Taipei Dangdai
Kutlesa is pleased to participate in the sixth edition of Taipei Dangdai (Booth DG02) with a solo presentation by Alexandre Wagner. The sixth edition of Taipei Dangdai, will take place at Taipei Nangang Exhibition Center, from 9 – 11 May 2025 (VIP Preview 8 May).
The paintings of Alexandre Wagner are imbued with a charged sense of disorientation—spaces that dissolve under observation, as if extracted from a dream, a memory, or an imagined place.
These images are enveloped in a fog of ambiguity. Forms oscillate, appearing and disappearing in ways that evoke forests, stone, water, and sky, without ever fully resolving into recognizable representations. As the artist describes, the “possibility of a thing ceasing to be immediately what it seems to be” is a defining feature of his process. He continues: “When that happens, I feel that the work continues to unfold, remains active, and keeps generating meaning, precisely because it cannot be definitively named. If an accumulation of gestures resembles forest foliage, the painting reminds us that before anything else, it is paint—marks on a surface.”
The works selected for this exhibition invite the viewer to dwell on the surface of the canvas and to observe the methodical, almost obsessive construction of each composition: composed of small and energetic gestures. Through successive layers of highly diluted paint, Wagner’s brushwork appears to subtract rather than apply pigment. Each mark scrapes, excavates, and reveals light from the raw white of the canvas beneath.
This sense of excavation, inherent in Wagner’s practice, also implies an ever-present potential for dissolution. In works such as Gengibre-Azul and Corrupião Vermelho, a circular form at the center of the composition acts as a magnetic nucleus, drawing the viewer’s gaze inward, while surrounding elements seem to ripple and dissolve. In Canela-Ferrugem and Açoita-Cavalo, the impression of a dense forest is constructed through undulating lateral gestures—fragmented into hundreds of brushstrokes that suggest a fictive architecture, removed from any literal depiction of landscape. In Laguna, rhythmic motion supersedes any direct reference to nature, reflection, or vegetation; it is as though the artist were attempting to render the sensation of wind moving through the scene.
Wagner’s paintings resist resolution.

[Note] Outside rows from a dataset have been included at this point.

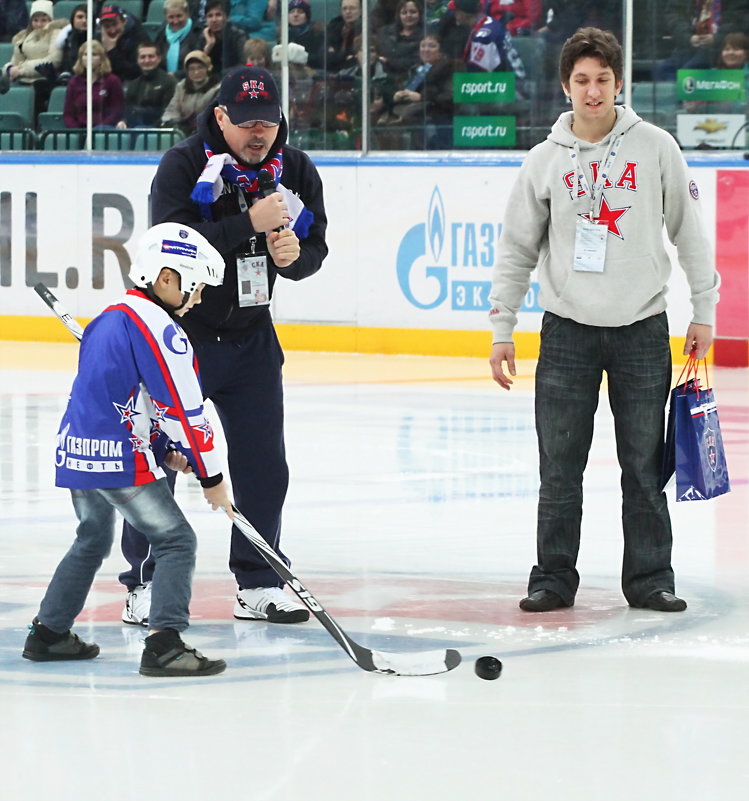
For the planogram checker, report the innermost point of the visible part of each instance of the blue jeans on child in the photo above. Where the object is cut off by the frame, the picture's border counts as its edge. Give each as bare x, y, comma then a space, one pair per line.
152, 509
637, 361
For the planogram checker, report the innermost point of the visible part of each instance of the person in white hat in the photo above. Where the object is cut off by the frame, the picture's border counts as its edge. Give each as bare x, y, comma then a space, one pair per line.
136, 404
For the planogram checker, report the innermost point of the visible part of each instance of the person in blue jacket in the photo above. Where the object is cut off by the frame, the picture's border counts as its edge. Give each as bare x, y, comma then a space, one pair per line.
136, 404
259, 201
252, 17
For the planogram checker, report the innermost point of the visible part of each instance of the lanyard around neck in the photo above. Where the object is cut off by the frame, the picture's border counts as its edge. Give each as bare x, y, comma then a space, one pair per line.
603, 173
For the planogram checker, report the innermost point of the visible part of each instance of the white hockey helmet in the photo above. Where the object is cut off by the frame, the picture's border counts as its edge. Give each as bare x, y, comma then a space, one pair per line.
183, 250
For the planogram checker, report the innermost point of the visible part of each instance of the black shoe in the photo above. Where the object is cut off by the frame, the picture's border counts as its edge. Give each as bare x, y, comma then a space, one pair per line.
38, 647
166, 655
662, 601
542, 601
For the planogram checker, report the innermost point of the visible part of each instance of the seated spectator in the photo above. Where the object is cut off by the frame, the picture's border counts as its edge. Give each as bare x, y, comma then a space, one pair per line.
255, 18
521, 17
341, 33
220, 39
194, 93
120, 34
434, 10
69, 42
14, 17
149, 94
177, 37
427, 96
489, 47
399, 42
35, 58
303, 32
256, 53
108, 101
382, 13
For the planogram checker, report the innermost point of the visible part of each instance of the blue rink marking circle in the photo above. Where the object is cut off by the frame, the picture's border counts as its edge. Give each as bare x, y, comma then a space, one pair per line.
257, 651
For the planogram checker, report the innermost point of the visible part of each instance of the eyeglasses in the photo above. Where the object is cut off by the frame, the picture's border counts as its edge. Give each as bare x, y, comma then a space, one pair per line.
253, 123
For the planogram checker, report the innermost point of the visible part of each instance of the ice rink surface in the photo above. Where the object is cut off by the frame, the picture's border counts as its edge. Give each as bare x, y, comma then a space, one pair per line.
411, 518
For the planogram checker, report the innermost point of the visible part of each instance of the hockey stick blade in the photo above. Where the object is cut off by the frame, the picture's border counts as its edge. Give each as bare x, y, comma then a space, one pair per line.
70, 323
424, 663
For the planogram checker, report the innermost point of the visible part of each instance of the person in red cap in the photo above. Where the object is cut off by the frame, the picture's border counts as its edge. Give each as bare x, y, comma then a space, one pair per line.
259, 201
302, 31
220, 40
120, 33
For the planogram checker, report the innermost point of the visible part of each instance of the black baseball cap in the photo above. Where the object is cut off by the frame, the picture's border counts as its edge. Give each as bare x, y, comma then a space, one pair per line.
250, 93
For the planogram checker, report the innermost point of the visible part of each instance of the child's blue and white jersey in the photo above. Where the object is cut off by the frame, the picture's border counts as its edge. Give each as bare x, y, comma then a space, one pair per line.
137, 390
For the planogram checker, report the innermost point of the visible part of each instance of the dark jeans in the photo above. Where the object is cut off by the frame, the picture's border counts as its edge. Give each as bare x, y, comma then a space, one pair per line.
243, 379
154, 510
637, 361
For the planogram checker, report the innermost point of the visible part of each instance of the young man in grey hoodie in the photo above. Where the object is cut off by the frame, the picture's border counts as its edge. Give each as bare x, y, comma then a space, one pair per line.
588, 210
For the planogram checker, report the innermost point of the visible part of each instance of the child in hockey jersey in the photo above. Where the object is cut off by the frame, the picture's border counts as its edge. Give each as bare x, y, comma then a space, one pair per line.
136, 403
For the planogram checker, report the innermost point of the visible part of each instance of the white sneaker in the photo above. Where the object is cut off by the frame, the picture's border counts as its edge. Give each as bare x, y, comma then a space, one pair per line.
137, 605
269, 603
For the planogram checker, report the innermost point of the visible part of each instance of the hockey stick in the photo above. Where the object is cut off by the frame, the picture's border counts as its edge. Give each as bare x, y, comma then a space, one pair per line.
70, 323
424, 663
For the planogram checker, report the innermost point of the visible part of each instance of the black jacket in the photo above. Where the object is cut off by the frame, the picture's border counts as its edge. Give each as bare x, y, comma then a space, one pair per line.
219, 316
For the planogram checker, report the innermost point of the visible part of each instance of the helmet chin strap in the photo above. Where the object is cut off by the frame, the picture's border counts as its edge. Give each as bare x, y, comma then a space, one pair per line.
148, 289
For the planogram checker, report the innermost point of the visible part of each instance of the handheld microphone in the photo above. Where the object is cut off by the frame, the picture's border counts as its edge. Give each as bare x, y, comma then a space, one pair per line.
267, 187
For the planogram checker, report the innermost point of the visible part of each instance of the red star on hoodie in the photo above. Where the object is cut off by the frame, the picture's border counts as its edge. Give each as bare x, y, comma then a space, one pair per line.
611, 217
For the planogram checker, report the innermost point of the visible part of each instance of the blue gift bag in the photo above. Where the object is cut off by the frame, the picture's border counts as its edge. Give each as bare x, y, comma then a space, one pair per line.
694, 445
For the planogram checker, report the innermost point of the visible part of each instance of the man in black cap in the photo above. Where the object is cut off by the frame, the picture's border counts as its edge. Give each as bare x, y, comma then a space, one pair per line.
259, 201
303, 32
221, 41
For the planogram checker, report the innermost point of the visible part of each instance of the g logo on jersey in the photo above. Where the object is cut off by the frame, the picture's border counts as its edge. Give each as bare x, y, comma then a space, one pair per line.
175, 339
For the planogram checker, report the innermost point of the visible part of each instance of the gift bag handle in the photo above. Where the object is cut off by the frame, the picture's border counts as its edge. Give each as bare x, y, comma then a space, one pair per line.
690, 369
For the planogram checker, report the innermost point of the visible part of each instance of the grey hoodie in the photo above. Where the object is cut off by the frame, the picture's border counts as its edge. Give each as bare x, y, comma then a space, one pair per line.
647, 186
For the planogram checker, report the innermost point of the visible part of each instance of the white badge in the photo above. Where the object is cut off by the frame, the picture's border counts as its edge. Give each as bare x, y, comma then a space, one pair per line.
590, 245
252, 280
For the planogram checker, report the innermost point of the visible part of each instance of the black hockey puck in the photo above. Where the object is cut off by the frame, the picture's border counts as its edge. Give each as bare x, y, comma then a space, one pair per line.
488, 667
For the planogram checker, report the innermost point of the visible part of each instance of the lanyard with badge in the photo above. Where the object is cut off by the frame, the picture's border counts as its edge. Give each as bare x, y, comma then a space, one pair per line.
591, 234
252, 271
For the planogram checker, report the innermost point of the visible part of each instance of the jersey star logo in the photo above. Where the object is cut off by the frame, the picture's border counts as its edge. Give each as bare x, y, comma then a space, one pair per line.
610, 216
127, 412
206, 430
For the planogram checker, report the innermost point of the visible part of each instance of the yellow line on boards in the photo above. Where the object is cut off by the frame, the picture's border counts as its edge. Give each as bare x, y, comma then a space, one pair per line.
333, 338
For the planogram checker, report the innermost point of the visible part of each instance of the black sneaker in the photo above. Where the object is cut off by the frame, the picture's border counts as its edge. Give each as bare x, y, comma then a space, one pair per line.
45, 645
166, 654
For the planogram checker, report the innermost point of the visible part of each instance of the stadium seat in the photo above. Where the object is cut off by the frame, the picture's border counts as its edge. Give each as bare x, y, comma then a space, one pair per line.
19, 99
64, 8
132, 7
51, 121
151, 29
6, 52
62, 139
155, 11
57, 99
14, 133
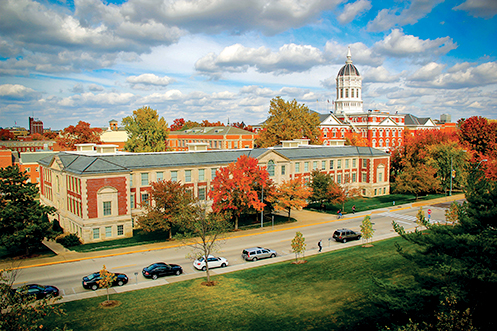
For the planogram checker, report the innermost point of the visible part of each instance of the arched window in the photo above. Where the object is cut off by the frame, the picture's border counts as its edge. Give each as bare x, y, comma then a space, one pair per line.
270, 167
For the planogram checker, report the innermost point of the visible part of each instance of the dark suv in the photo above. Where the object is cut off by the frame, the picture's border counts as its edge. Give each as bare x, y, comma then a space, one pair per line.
345, 235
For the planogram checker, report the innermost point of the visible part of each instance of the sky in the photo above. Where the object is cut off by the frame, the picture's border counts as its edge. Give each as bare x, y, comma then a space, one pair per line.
63, 61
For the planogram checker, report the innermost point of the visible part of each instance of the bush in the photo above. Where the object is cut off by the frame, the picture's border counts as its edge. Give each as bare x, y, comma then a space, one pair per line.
69, 240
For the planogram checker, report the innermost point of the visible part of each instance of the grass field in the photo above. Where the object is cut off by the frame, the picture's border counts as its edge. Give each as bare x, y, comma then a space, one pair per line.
329, 292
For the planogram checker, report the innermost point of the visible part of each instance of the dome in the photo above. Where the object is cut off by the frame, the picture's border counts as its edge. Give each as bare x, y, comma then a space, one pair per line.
348, 70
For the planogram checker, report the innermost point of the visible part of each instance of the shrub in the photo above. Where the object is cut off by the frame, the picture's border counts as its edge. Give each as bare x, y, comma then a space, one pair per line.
69, 240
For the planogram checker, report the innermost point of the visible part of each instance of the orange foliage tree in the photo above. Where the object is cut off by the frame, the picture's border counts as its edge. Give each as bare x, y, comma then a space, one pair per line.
234, 187
79, 134
291, 194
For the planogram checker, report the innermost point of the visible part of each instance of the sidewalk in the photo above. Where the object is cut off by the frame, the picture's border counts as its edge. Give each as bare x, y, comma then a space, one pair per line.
304, 218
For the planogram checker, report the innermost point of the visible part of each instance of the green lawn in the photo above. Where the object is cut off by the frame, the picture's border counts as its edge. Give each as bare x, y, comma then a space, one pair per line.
329, 292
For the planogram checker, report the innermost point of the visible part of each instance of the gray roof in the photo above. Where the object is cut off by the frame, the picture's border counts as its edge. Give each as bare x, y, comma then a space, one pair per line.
127, 162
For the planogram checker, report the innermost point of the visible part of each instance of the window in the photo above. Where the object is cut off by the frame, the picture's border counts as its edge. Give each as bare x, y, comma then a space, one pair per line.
107, 208
120, 230
270, 167
108, 231
201, 193
144, 198
144, 179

They operate as psychological and perceptual spaces into which the viewer may fall. They evoke landscapes without ever fully becoming them, remaining suspended in a charged space between figuration and abstraction. In Wagner’s visual lexicon, clarity becomes a constraint, and ambiguity a generative language—one that speaks not to what is seen, but to the experience of seeing, remembering, and imagining.